Making performance comparisons or running benchmarks is rather hard to do usually since real-world applications always need just one more feature to implement before I can even run them.

And since the current interpreter has far more features than the new one (and probably a lot more correct), the comparison isn't fair anyway.

However, for this program:

c++
constexpr int f() {
  int m = 0;
  for (int i = 0; i < 100'000; i++) {
    m = m + 1;
  }
  return m;
}
static_assert(f() == 100'000);

The new interpreter takes 0.9s on my system while the current one takes 25.2s. Which, again, is meaningless, but now you have a number.

Note that the optimization level the example is built with does not affect the performance of the constant expression interpreter or the generated bytecode. How fast the interpreter does its job is only affected by the optimizations that were applied when building the host compiler. For the numbers above, I've used the same unoptimized debug builds of Clang.

Testing and current status

You can test the new interpreter by compiling any example program with -fexperimental-new-constant-interpreter, for example, here on Godbolt.

Because both interpreters coexist in the Clang code base at the moment, it's rather easy to write test cases that exercise new functionality in the new interpreter and pass -fexperimental-new-constant-interpreter. And that is what all the test cases in clang/test/AST/Interp/ do. As an additional precaution, they also compare the results with those of the current interpreter.

However, I have increasingly started to enable the new interpreter in existing test cases in clang/test/SemaCXX. Going forward, I hope to do that more and get lots of testing from existing test cases for free.

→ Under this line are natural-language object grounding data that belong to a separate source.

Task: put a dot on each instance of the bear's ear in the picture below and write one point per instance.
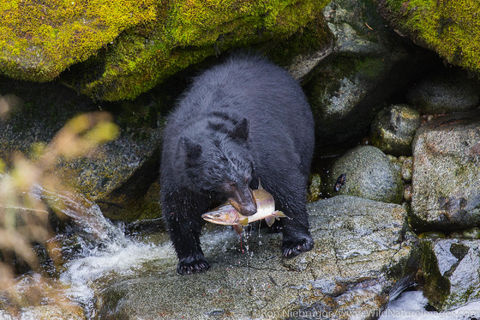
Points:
(240, 131)
(192, 149)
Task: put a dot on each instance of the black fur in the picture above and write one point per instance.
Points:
(239, 121)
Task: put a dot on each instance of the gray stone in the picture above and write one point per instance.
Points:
(393, 129)
(369, 174)
(446, 176)
(445, 92)
(451, 272)
(407, 169)
(348, 88)
(359, 255)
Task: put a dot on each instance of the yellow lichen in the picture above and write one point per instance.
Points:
(451, 28)
(38, 40)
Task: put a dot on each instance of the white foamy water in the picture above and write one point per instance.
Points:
(411, 305)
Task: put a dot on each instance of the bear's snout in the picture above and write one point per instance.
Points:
(243, 201)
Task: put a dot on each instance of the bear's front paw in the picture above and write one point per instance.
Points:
(192, 264)
(294, 247)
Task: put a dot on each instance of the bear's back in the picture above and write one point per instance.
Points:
(249, 87)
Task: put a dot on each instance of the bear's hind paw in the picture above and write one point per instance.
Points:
(192, 265)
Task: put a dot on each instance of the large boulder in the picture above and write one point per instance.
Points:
(361, 252)
(368, 174)
(446, 175)
(443, 92)
(367, 65)
(393, 129)
(448, 27)
(129, 46)
(450, 268)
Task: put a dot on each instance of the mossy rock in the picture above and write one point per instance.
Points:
(127, 47)
(38, 40)
(450, 28)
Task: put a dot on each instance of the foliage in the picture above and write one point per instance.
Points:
(24, 217)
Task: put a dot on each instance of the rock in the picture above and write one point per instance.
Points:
(117, 175)
(369, 174)
(445, 92)
(361, 252)
(449, 28)
(315, 189)
(407, 193)
(446, 176)
(368, 63)
(393, 129)
(407, 169)
(450, 268)
(147, 41)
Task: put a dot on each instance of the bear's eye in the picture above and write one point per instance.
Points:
(229, 186)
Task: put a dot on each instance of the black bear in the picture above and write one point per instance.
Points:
(240, 121)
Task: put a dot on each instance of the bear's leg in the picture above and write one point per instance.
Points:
(290, 197)
(183, 216)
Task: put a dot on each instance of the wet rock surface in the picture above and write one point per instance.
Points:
(360, 253)
(449, 28)
(450, 267)
(393, 129)
(445, 92)
(368, 64)
(368, 174)
(446, 175)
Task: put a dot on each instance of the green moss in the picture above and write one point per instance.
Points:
(451, 28)
(190, 32)
(143, 41)
(38, 40)
(436, 287)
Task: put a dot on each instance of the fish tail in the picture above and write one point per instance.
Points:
(279, 214)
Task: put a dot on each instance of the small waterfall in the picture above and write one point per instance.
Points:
(104, 247)
(84, 213)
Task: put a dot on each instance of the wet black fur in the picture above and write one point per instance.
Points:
(239, 121)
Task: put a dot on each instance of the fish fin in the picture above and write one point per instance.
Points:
(279, 214)
(238, 228)
(243, 221)
(270, 220)
(259, 185)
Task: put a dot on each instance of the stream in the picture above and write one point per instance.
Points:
(105, 251)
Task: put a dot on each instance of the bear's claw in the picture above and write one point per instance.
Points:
(192, 265)
(292, 249)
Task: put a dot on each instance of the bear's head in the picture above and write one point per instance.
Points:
(222, 165)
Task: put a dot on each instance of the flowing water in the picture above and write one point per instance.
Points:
(105, 249)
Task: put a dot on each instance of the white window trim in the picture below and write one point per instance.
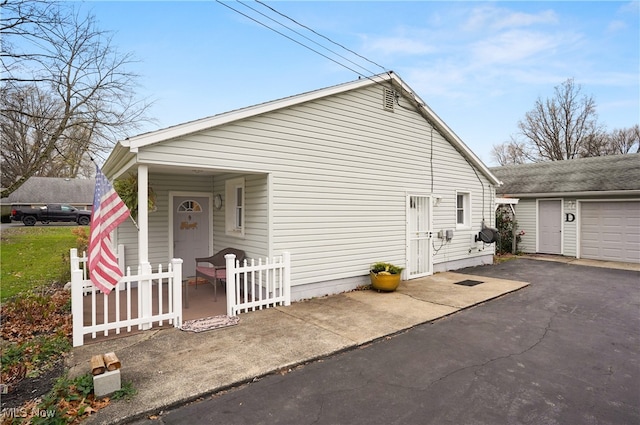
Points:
(466, 210)
(232, 228)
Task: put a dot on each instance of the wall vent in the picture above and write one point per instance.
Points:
(388, 99)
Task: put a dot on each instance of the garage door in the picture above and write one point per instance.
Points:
(610, 231)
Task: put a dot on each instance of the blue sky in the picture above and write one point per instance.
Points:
(479, 65)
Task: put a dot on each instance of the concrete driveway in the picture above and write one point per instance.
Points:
(564, 350)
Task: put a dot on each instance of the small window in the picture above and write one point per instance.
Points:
(463, 209)
(388, 99)
(234, 210)
(189, 206)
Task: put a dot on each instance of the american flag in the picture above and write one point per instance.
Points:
(108, 212)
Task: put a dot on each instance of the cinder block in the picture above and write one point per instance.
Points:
(107, 383)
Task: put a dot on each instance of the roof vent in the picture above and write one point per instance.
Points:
(388, 99)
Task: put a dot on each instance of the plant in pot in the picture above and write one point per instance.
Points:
(385, 276)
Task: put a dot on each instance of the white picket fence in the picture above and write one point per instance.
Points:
(130, 303)
(254, 285)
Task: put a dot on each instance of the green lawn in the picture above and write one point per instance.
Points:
(34, 256)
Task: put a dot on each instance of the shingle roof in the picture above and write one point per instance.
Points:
(604, 173)
(48, 190)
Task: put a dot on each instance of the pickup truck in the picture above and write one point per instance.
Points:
(49, 213)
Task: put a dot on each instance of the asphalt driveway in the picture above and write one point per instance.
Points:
(564, 350)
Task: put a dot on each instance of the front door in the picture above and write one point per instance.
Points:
(191, 223)
(550, 227)
(419, 234)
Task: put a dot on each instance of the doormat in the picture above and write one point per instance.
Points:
(209, 323)
(468, 282)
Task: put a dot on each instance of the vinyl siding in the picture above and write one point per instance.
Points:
(159, 226)
(338, 169)
(526, 217)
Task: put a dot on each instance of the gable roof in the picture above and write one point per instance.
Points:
(121, 154)
(612, 173)
(53, 190)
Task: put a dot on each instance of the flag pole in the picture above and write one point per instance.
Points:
(130, 216)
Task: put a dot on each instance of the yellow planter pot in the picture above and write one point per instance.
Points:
(385, 282)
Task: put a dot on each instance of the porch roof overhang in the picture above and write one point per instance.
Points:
(124, 154)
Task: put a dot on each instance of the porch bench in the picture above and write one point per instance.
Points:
(218, 267)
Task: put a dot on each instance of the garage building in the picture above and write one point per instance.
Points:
(584, 208)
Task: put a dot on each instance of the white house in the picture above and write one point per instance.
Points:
(584, 208)
(339, 177)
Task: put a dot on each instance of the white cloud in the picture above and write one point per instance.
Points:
(490, 17)
(403, 45)
(513, 46)
(615, 26)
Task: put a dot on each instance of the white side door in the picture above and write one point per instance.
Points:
(550, 226)
(419, 234)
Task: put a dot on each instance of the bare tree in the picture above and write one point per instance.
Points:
(623, 141)
(563, 126)
(65, 60)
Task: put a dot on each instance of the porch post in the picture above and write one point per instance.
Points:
(143, 243)
(231, 284)
(77, 313)
(143, 213)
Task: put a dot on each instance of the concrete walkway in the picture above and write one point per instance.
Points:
(169, 367)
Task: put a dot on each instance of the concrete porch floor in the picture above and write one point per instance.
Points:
(201, 303)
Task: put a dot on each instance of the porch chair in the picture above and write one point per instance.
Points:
(218, 267)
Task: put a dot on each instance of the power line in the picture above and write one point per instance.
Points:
(298, 42)
(304, 36)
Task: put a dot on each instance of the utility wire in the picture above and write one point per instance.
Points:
(320, 35)
(296, 41)
(304, 36)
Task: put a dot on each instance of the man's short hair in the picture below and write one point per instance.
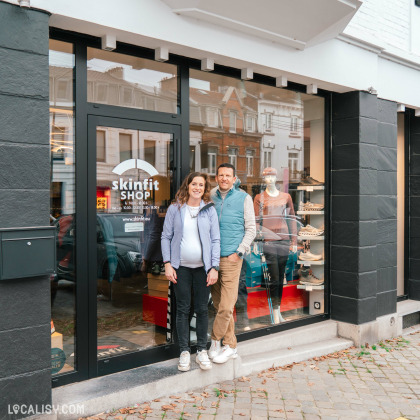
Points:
(226, 165)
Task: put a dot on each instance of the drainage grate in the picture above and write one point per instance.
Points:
(411, 319)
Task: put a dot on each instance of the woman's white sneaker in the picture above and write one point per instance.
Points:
(225, 354)
(184, 363)
(203, 360)
(214, 349)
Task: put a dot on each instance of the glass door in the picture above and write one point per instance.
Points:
(130, 190)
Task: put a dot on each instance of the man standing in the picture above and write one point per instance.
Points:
(235, 210)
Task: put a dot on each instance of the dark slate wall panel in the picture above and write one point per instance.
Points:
(364, 205)
(25, 343)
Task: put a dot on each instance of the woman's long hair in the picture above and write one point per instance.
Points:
(182, 196)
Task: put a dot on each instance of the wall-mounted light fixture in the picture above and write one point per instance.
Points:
(25, 3)
(247, 74)
(207, 64)
(281, 81)
(108, 42)
(161, 54)
(312, 89)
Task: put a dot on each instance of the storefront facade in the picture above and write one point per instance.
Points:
(107, 133)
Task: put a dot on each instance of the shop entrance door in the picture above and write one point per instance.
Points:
(132, 177)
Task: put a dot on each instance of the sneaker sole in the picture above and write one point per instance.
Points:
(307, 283)
(234, 356)
(310, 259)
(204, 367)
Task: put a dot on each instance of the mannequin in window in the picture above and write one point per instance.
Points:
(276, 224)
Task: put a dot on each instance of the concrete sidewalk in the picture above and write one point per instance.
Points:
(378, 382)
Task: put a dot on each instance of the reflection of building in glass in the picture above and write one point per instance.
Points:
(247, 127)
(62, 141)
(281, 122)
(224, 129)
(132, 82)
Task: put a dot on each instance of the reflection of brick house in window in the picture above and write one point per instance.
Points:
(228, 126)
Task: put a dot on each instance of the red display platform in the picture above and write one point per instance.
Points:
(292, 298)
(155, 308)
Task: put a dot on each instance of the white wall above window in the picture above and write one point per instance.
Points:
(295, 23)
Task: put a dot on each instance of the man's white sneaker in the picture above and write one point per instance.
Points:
(225, 354)
(203, 360)
(184, 363)
(214, 349)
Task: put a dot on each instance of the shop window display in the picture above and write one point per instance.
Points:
(280, 164)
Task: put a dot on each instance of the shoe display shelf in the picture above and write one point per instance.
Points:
(310, 287)
(314, 194)
(310, 238)
(310, 212)
(310, 262)
(311, 187)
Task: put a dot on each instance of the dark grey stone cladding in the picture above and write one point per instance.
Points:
(25, 344)
(364, 207)
(414, 207)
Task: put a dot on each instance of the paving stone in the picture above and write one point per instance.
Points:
(374, 387)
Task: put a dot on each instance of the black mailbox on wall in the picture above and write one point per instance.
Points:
(27, 252)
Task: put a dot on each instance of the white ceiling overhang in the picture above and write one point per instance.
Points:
(295, 23)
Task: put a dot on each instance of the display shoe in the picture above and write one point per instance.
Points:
(225, 354)
(277, 316)
(184, 363)
(308, 256)
(308, 206)
(156, 268)
(203, 360)
(214, 348)
(310, 181)
(308, 278)
(309, 230)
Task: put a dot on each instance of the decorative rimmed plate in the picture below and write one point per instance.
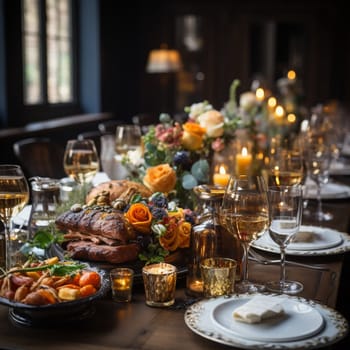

As for the current status, there is no public checklist, but again, you can check what works using a recent Clang build and -fexperimental-new-constant-interpreter. However, I have around 20 local commits at any point in time, and those are just waiting to be reviewed and pushed.

In terms of implemented or missing features, the new interpreter is currently a mixed bag. It can use struct and class types with multiple base types, but cannot perform a simple integer increment via the ++ operator. It can do while, do-while and for loops, but it doesn't understand any floating-point values. Multi-dimensional arrays work, but simple bit shift operations do not. And then, there are all the FIXME comments in the newly added tests.

So, lots of work and interesting things ahead!

Acknowledgments

I'd like to thank all the usual reviewers that criticize and improve my patches: Aaron Ballman, Erich Keane, Tom Honermann and Shafik Yaghmour. All the feedback I've received on the "Introduce support for floating-point numbers" has been incredibly valuable, so thanks to all the floating-point specialists, especially Serge Pavlov.

And, of course, I would've never started to look into this if Nandor Licker hadn't laid all the excellent groundwork.